Glioblastoma multiforme (GBM) is the most aggressive and deadly malignant primary brain tumor in humans. Development of therapeutics requires extensive screening; however, many therapeutics evaluated with 2D in vitro cultures does not translate well to similar in vivo studies and suffer from lower efficacy in patients. Replicating the in vivo tumor microenvironment in vitro with three-dimensional (3D) porous scaffolds offers the possibility of generating more predictive pre-clinical models to enhance GBM treatment efficacy. In this regard, we developed a chitosan and hyaluronic acid (C-HA) polyelectrolyte complex 3D porous scaffold to mimic the physical and chemical structure of the GBM microenvironment. C-HA scaffolds indicated a highly porous network and limited swelling. The scaffolds had a Young's modulus in the wet state that closely matches the stiffness of native brain. FTIR spectra suggested the formation of a C-HA polyelectrolyte complex due to the ionic interaction between the two polymer components. C-HA scaffold cultures promoted tumor spheroid formation and the overexpression of GBM stem cell markers. Additionally, the invasiveness of GBM cells cultured in C-HA scaffolds was significantly enhanced compared to those grown in 2D cultures as determined by the Boyden chamber invasion assay. C-HA scaffold cultures were also more resistant to temozolomide and doxorubicin, which we found was caused by increased expression of the ABCG2 drug efflux transporter.
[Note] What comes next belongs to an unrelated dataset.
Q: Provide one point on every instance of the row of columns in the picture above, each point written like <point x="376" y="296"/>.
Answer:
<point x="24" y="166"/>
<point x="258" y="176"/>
These findings suggest that C-HA scaffolds provide an in vitro platform that better mimics the in vivo GBM tumor microenvironment ECM as compared to 2D surfaces due to their 3D structure and material composition resembling the native ECM. The C-HA scaffolds demonstrated that they are a viable in vitro platform for GBM evaluation, such as screening of cancer therapeutics, and potentially for other biomedical applications.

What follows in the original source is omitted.